Monsieur Hulot's Holiday
Ah, Jacques Tati! Monsieur Hulot goes to a seaside hotel for the summer and, as charmingly as always, causes a lot of havoc among the guests. In real life, the town in which the sleepy seaside resort, Saint Marc sur Mer, served as the film's setting, is fighting not to get wiped off the map of France.
Lost in Translation
A has-been movie star (Bill Murray) arrives in Tokyo to make a booze commercial and forms an unlikely friendship with the neglected young wife of a traveling photographer (Scarlett Johansson).
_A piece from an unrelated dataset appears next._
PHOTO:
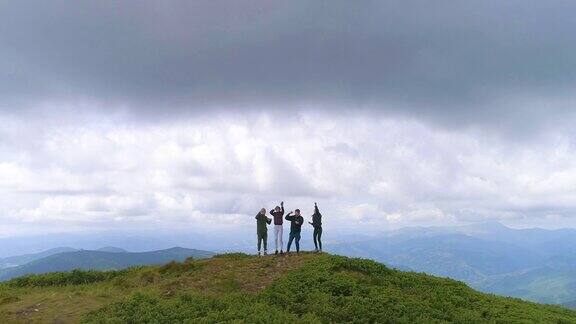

The Park Hyatt Tokyo is the center of their sad, listless existences.
To Catch a Thief
In this most glamorous of Hitchcock films, Cary Grant is a reformed jewel thief who is suspected of having returned to stealing and must find the real thief in order to prove his innocence. Conveniently, he falls in love with a debutante played by Grace Kelly. The setting is the InterContinental Carlton in Cannes, a luxury hotel built in 1911, which coincidentally was the scene of a real-life $136 million jewel theft in the summer of 2013.